Or with romantic tales the heart to cheer;

Dying, to leave a memory like the breath

Of summer, full of sunshine and of showers,

A grief and gladness in the atmosphere."

Only a short distance from the church is the old bridge made famous in the legend describing the escapade of the schoolmaster, Ichabod Crane, with his "soft and foolish heart toward the sex." In his love he had a rival in the stalwart and muscular Brom Bones. The legend tells us that Ichabod taught the Dutch urchins of these parts, and at the same time paid court to old farmer Van Tassel's daughter, the fair Katrina. Brom Bones, otherwise Brom Van Brunt, determined to drive him away. One dismal night Ichabod left the Van Tassel mansion in very low spirits. In the hush of midnight he could hear the watchdog bark, distant and vague, from the far opposite shore of the Hudson. Irving tells us a belief existed in a spectre—the Headless Horseman of Sleepy Hollow—supposed to be the spirit of a Hessian trooper whose head had been carried off by a cannon-ball. Nearing the old church, this horrid ghost appeared in pursuit of Ichabod, who was bestride an inflexible old horse called Gunpowder. The terrified schoolmaster made all haste to reach the bridge, having passed which, he would be beyond the power of his pursuer. He spurred Gunpowder forward, but looking back, beheld the spectre close behind him, and in the very act of hurling its horrid head at him. The crash came; Ichabod rolled to the ground; the spectre and Gunpowder rushed past him in a whirlwind. Next day, we are told, a shattered pumpkin was found in the road, and not long afterwards Brom Bones led Katrina to the altar, but the luckless Ichabod was never heard of again.

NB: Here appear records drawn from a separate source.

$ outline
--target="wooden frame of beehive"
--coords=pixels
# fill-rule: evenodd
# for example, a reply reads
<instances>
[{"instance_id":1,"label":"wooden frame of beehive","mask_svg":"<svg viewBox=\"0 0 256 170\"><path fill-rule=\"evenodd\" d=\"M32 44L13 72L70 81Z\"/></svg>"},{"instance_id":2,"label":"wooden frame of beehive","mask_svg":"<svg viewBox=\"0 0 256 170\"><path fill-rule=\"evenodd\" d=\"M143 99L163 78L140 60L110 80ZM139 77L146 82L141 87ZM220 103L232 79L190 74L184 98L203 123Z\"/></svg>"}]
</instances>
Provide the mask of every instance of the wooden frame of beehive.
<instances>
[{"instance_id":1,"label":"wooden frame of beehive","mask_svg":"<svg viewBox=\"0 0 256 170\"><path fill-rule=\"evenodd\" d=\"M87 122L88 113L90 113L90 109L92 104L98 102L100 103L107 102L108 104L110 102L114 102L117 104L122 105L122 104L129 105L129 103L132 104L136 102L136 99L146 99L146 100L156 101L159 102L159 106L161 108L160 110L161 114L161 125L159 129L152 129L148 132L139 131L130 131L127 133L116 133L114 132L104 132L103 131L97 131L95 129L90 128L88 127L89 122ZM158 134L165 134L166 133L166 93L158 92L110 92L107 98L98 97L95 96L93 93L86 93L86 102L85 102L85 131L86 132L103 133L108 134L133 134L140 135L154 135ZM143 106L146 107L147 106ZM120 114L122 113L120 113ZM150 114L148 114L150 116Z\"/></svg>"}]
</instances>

In the hills behind Point-no-Point, on the western verge of the Tappan Zee, at one hundred and sixty feet elevation, is Rockland Lake, a crystal sheet of water which gives New York much of its ice supply, the blocks being sent from the top of the hill on a long slide to the barges that carry it down the river. As they glide along, they look in the distance, under the sunlight, like a string of diamonds. Hook Mountain, separating the lake from the river, is over six hundred feet high, and out of the lake flows the Hackensack River behind the Palisades, through the Jersey meadows to Newark Bay. Just above Tarrytown, on the eastern shore, is Sing-Sing Village, on a pretty slope, the name coming from the Indian Ossining, meaning "a stony place." Here, just back from the shore, is the famous Sing-Sing Prison, the long, low tiers of white stone buildings having the railway tunnelled through them, and the pleasant village rising on the hillside behind. The convicts built their own prison many years ago, with stone hewn out of an adjacent marble ridge, called Mount Pleasant. Just above, the long forest-covered projection of Teller's or Croton Point, thrust for two miles, or more than half-way across the broad river, from the eastern bank, makes the northern boundary of the Tappan Zee. The West Shore railway, which has come up through the Hackensack Valley from Jersey City, emerges high on the western hills and runs gradually down to the river bank, so that the Hudson above has a railway on either shore. Alongside the Point, the Croton River flows in, the Reservoir being about six miles up that stream. It was off Teller's Point the British sloop "Vulture" anchored, when she brought André up from New York for his interview with Arnold.

ENTERING THE HIGHLANDS.

Beyond Teller's Point is another broadened expanse of the Hudson, Haverstraw Bay, spreading in parts five miles wide, its western shore lined with brickmaking establishments, lime-kilns and the factories which break up the stone quarried in the neighboring hills into Belgian blocks for New York street paving. Far in front, over the spacious bay, looms up the distant range of Hudson River Highlands, an outcrop of the great Kittatinny ridge, stretching broadly across the country, a part of the same deep blue-gray mountain wall we have already penetrated farther south. Its changing hues and appearance, as approached, remind of Campbell's couplet in the Pleasures of Hope:

"'Tis distance lends enchantment to the view,

And robes the mountain in its azure hue."